JPH02284429A - Semiconductor device - Google Patents

Abstract

PURPOSE:To contrive improvement in integration degree and simplification of a process by forming a lower electrode with the same silicon as base extraction polycrystalline silicon of a bipolar transistor and forming an upper electrode with the same silicon as polycrystalline silicon of an emitter part of the above transistor. CONSTITUTION:Both emitter diffusion layer 15 and a base diffusion layer 9 are constructed so that they are extracted with polycrystalline silicon regions 16a and 11a and a capacitor 21 is constructed so that an insulating film 13a is sandwiched between the upper electrode 16b and lower electrode 11b. The capacitor 21 is disposed on a field oxide film 4 and the electrode 11b is formed with the same polycrystalline silicon as silicon 11a and further, the electrode 16b is formed with the same polycrystalline silicon as silicon 16a. In this way, both silicon 11a and the electrode 11b as well as both silicon 16a and the electrode 16b are formed respectively with the same process without making it necessary to give considerations to an interruption which takes place between the conduction of electricity and the diffusion layer of the other circuit elements. Then, the capacitor 21 is disposed at an optional position on the film 4 and this device not only improves an integration extent but also simplifies steps of the process.

Description

[Detailed Description of the Invention] [Field of Industrial Application] The present invention relates to a technology that is effective when applied to semiconductor devices. The present invention relates to a technique effective for use in a semiconductor device including a bipolar transistor and a capacitor configured such that an insulating film is sandwiched between upper and lower electrodes.

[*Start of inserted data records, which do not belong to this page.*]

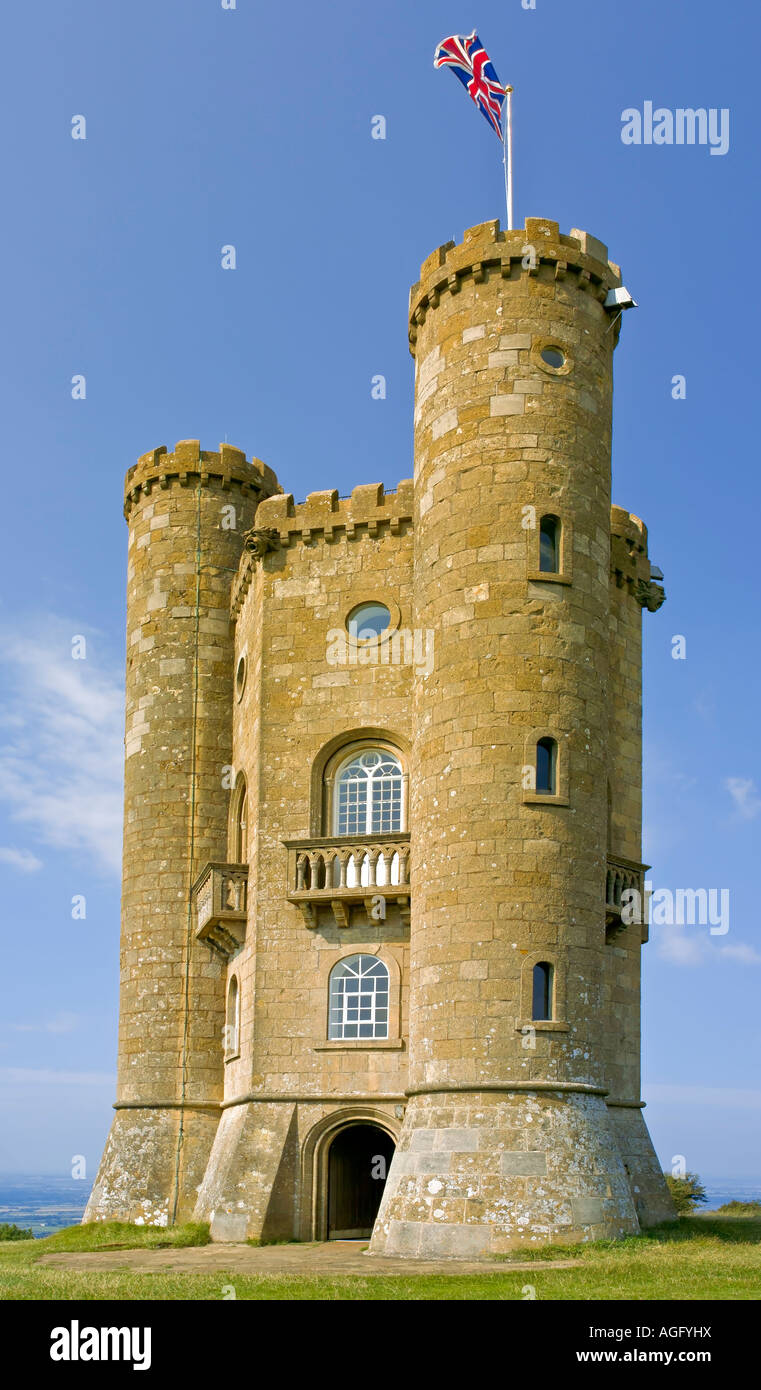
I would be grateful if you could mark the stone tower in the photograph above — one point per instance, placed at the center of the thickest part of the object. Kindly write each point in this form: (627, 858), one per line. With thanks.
(508, 1125)
(185, 513)
(505, 695)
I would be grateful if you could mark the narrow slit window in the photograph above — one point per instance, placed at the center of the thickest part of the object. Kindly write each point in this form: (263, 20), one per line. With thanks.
(550, 545)
(541, 994)
(547, 765)
(233, 1022)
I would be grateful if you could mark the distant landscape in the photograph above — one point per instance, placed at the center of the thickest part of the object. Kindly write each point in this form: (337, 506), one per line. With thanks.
(45, 1203)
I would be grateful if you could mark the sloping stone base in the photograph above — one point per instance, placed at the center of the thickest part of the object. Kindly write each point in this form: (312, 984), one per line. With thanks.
(479, 1173)
(649, 1186)
(146, 1161)
(251, 1183)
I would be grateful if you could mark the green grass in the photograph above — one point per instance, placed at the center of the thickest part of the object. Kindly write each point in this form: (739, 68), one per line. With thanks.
(711, 1257)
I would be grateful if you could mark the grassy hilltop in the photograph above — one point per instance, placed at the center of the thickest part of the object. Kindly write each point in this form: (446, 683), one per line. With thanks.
(715, 1257)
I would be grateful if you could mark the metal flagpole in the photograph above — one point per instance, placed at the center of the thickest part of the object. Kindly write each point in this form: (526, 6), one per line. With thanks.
(507, 154)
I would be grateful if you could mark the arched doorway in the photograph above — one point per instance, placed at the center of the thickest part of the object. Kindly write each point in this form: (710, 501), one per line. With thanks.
(358, 1166)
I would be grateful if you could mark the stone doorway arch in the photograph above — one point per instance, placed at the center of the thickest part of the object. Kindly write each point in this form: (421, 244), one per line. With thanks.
(349, 1171)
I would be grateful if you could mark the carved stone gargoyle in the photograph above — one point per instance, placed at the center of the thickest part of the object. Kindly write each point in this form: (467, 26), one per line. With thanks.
(260, 541)
(650, 595)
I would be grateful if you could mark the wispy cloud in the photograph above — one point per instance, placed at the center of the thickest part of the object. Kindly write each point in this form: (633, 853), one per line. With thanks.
(61, 754)
(21, 859)
(693, 947)
(46, 1076)
(725, 1097)
(60, 1023)
(682, 945)
(745, 794)
(742, 952)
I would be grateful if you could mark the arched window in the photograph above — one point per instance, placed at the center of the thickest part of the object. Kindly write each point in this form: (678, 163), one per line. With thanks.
(550, 545)
(367, 798)
(233, 1020)
(547, 765)
(239, 822)
(541, 991)
(358, 998)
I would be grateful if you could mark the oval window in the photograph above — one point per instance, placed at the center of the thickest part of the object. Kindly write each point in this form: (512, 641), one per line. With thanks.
(369, 620)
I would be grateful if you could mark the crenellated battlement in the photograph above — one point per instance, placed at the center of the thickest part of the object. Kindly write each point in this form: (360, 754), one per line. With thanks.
(537, 249)
(323, 516)
(188, 463)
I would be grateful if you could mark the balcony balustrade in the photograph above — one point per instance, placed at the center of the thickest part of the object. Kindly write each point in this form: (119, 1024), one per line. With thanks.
(342, 872)
(623, 876)
(219, 901)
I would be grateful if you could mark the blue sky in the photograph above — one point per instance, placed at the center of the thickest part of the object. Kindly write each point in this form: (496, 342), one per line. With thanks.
(251, 127)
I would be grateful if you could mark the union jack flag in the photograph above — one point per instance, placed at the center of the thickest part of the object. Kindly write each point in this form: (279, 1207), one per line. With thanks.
(472, 64)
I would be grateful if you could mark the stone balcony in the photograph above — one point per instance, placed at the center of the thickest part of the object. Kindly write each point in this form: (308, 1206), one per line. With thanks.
(623, 875)
(219, 904)
(345, 870)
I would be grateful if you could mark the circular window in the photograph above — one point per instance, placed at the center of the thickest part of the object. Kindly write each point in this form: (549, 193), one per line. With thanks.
(369, 620)
(241, 677)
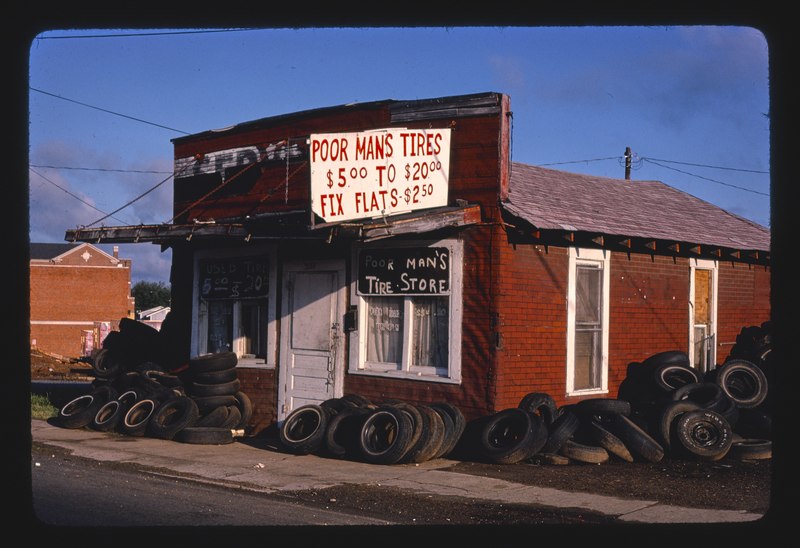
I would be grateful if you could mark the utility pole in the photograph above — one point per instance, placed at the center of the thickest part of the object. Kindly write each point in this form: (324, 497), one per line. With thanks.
(627, 163)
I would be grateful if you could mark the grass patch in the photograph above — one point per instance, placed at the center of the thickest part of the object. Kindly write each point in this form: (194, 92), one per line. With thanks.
(41, 408)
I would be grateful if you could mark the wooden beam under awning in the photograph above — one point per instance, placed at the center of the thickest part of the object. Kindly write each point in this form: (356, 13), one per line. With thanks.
(371, 229)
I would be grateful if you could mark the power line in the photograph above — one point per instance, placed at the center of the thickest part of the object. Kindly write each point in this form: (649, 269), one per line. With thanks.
(75, 196)
(108, 111)
(704, 165)
(102, 169)
(706, 178)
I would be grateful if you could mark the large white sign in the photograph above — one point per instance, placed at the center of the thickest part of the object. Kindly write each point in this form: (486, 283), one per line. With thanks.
(377, 173)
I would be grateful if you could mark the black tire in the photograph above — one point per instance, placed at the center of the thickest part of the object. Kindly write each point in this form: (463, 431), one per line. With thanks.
(541, 404)
(666, 419)
(134, 423)
(510, 436)
(750, 449)
(213, 362)
(430, 443)
(108, 416)
(172, 416)
(672, 357)
(216, 377)
(561, 430)
(303, 431)
(704, 434)
(385, 435)
(638, 442)
(671, 376)
(81, 411)
(341, 436)
(246, 409)
(743, 382)
(459, 425)
(601, 437)
(220, 389)
(205, 435)
(590, 454)
(214, 418)
(208, 403)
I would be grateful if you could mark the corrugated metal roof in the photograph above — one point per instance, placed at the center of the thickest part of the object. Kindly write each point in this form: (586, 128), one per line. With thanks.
(552, 199)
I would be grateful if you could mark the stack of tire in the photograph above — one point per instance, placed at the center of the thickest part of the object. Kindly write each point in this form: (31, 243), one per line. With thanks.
(212, 383)
(352, 427)
(722, 413)
(137, 391)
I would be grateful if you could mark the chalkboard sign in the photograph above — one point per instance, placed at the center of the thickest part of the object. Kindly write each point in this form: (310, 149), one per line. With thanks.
(404, 271)
(234, 278)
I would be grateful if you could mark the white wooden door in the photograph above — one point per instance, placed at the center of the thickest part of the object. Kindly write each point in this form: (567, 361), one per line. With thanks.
(312, 356)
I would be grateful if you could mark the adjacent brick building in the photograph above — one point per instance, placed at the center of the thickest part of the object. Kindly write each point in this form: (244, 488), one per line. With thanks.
(393, 249)
(76, 290)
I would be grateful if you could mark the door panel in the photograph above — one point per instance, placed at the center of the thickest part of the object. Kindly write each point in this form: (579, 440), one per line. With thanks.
(311, 361)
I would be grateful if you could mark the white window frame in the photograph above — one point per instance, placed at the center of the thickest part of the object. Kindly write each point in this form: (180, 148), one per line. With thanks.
(593, 257)
(358, 364)
(713, 266)
(199, 309)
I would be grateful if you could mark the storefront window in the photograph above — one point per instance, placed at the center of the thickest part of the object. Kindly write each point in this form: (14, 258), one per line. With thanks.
(410, 302)
(233, 307)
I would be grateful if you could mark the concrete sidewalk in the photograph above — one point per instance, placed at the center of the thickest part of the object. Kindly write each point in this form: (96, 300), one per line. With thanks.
(255, 463)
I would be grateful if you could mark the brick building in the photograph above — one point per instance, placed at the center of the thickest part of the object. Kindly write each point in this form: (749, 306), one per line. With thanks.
(393, 249)
(75, 289)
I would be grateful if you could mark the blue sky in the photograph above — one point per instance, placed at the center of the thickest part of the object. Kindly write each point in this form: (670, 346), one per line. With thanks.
(692, 103)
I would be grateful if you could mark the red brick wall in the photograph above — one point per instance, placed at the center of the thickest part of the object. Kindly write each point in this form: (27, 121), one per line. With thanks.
(75, 294)
(744, 301)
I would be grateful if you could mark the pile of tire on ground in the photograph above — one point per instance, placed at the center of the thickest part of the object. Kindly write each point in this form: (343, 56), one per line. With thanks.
(352, 427)
(142, 389)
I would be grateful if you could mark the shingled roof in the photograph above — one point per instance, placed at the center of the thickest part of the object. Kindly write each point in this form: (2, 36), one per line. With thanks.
(552, 199)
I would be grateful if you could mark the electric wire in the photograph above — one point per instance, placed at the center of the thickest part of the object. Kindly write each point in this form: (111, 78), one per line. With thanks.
(75, 196)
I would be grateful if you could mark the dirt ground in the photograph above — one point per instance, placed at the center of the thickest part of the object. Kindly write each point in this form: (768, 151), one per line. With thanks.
(727, 484)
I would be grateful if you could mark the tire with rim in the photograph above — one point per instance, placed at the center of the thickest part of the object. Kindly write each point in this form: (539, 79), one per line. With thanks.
(671, 376)
(638, 442)
(666, 418)
(213, 362)
(341, 436)
(385, 435)
(432, 439)
(704, 434)
(510, 436)
(453, 437)
(134, 423)
(205, 435)
(303, 431)
(743, 382)
(81, 411)
(172, 416)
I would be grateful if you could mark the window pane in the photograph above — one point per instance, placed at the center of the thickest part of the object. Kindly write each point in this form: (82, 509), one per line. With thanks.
(254, 329)
(430, 334)
(588, 301)
(220, 326)
(588, 354)
(385, 329)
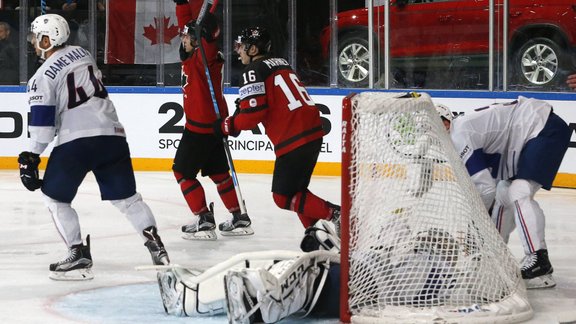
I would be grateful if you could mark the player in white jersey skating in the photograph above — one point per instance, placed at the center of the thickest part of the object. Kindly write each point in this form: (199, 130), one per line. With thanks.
(69, 106)
(511, 150)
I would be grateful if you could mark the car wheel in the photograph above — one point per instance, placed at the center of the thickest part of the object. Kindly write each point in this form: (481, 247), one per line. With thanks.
(353, 60)
(538, 63)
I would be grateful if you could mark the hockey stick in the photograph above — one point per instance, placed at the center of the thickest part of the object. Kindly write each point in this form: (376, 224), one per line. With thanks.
(215, 103)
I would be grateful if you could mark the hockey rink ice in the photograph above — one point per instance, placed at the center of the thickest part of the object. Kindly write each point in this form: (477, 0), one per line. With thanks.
(29, 242)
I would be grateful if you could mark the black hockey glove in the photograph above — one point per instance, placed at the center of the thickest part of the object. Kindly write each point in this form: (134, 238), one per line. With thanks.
(209, 27)
(29, 170)
(225, 127)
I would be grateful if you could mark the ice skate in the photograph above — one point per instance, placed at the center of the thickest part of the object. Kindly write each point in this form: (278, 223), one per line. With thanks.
(155, 246)
(239, 225)
(203, 228)
(335, 216)
(537, 270)
(77, 266)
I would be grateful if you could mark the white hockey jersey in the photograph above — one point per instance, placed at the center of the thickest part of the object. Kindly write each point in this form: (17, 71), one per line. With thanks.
(68, 100)
(491, 138)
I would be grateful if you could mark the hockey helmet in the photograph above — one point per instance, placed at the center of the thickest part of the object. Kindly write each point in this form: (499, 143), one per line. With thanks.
(54, 26)
(444, 112)
(256, 36)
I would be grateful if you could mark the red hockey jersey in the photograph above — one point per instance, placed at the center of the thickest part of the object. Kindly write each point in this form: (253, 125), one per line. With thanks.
(273, 95)
(198, 104)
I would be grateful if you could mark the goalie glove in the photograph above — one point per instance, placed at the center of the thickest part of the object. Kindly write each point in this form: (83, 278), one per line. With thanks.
(28, 165)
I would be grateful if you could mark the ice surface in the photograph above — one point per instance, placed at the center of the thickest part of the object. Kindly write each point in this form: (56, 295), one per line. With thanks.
(29, 242)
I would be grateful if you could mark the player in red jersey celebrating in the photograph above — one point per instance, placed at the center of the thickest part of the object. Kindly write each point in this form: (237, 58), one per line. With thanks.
(273, 95)
(199, 150)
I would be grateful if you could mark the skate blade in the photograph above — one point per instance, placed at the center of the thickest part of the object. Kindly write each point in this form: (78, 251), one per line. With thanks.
(72, 275)
(239, 231)
(200, 236)
(545, 281)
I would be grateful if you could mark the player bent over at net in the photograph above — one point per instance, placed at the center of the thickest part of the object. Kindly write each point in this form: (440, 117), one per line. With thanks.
(511, 150)
(70, 106)
(199, 150)
(273, 95)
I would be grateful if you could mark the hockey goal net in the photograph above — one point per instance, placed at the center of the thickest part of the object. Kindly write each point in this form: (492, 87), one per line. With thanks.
(417, 242)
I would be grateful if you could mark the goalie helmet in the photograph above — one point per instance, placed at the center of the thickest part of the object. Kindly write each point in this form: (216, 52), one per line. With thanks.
(55, 27)
(256, 36)
(444, 112)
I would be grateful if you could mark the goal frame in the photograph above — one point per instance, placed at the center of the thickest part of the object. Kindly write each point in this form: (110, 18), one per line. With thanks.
(510, 309)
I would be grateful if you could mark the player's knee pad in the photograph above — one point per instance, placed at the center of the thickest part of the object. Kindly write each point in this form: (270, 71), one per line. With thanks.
(282, 201)
(286, 288)
(181, 178)
(219, 178)
(137, 211)
(522, 189)
(56, 207)
(125, 204)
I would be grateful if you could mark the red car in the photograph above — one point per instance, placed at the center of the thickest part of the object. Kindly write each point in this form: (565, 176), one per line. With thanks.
(437, 35)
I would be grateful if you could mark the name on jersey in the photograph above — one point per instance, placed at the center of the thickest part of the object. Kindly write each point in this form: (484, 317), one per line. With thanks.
(275, 61)
(64, 61)
(252, 89)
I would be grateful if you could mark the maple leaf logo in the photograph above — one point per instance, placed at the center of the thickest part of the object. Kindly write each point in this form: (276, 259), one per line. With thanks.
(150, 31)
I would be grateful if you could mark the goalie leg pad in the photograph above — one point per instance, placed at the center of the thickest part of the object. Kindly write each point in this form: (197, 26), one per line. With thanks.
(545, 281)
(182, 298)
(286, 288)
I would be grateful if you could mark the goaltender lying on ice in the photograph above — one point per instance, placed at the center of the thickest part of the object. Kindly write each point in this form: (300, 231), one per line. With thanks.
(260, 286)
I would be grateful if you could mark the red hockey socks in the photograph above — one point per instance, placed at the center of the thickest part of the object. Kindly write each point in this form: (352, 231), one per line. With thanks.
(193, 193)
(308, 206)
(225, 187)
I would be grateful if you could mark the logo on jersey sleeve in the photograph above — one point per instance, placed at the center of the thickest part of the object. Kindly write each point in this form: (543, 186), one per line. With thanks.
(252, 89)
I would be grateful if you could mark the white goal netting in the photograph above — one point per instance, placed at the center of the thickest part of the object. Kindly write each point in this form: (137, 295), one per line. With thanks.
(421, 244)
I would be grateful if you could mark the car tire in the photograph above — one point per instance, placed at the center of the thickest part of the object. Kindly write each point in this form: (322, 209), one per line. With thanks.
(353, 60)
(538, 64)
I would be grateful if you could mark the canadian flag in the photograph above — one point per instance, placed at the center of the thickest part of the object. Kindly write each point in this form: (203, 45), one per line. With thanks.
(134, 32)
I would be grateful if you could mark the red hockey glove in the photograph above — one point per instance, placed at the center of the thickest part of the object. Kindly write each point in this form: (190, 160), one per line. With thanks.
(28, 163)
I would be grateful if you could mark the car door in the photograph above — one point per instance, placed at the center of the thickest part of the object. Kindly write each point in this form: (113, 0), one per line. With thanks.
(421, 28)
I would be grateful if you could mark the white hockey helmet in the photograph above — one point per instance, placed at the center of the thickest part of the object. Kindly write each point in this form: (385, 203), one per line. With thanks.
(55, 27)
(444, 112)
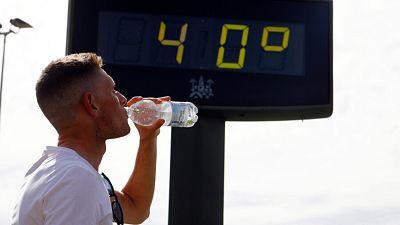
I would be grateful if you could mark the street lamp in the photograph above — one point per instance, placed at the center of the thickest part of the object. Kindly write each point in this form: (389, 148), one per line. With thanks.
(16, 25)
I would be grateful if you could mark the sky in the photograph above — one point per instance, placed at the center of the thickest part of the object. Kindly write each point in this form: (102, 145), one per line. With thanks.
(342, 170)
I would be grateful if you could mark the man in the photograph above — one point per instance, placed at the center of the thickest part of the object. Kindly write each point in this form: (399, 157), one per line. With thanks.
(64, 187)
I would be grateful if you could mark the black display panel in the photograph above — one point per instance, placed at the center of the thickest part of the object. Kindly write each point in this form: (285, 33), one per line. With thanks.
(256, 60)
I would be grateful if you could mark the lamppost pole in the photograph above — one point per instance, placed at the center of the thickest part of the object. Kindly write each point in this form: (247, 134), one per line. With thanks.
(16, 24)
(2, 68)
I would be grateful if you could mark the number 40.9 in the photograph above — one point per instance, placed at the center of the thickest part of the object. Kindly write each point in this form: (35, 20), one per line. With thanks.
(224, 34)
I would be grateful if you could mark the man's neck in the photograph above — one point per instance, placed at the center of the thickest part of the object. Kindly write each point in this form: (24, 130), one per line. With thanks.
(91, 151)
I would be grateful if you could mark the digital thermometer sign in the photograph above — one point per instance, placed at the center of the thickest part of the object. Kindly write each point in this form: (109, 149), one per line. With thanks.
(255, 60)
(200, 43)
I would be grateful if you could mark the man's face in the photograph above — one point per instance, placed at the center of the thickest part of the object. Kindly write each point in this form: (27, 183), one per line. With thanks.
(113, 120)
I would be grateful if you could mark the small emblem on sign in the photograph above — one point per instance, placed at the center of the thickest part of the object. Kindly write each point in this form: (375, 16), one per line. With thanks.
(201, 89)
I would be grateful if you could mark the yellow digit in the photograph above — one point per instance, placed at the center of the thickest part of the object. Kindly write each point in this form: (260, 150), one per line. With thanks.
(178, 43)
(274, 48)
(242, 51)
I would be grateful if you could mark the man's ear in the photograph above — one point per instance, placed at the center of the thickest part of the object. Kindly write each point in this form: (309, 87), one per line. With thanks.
(90, 104)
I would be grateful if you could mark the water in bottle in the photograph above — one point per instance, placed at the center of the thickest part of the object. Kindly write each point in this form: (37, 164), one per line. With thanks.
(175, 114)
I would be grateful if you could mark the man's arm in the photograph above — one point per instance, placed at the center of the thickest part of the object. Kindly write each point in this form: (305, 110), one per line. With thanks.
(137, 195)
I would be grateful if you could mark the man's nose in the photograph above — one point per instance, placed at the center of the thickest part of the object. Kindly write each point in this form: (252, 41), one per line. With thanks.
(122, 99)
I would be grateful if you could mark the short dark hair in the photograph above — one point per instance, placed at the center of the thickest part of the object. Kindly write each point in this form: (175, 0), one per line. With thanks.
(63, 82)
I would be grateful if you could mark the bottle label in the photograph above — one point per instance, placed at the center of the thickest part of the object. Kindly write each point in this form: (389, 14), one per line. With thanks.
(179, 115)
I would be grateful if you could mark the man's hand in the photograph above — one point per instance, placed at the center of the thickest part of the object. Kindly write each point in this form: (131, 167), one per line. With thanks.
(151, 131)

[Prior Art] In order to increase the integration and speed of semiconductor devices, in recent years, bipolar transistors in which the emitter and base are separated in a self-aligned manner have been widely used in semiconductor devices. . This bipolar transistor has an emitter diffusion layer and a base diffusion layer each made of polycrystalline silicon doped with impurities, and the semiconductor device is also equipped with capacitors and the like to form a circuit. . This capacitor may be one in which a diffusion layer formed on the substrate surface is used as a lower electrode, and an insulating film and an upper electrode are sequentially laminated on this diffusion layer, or one in which the emitter polycrystalline silicon of the above-mentioned bipolar transistor is used as a lower electrode. A structure in which an insulating film and an upper electrode are sequentially laminated thereon is known.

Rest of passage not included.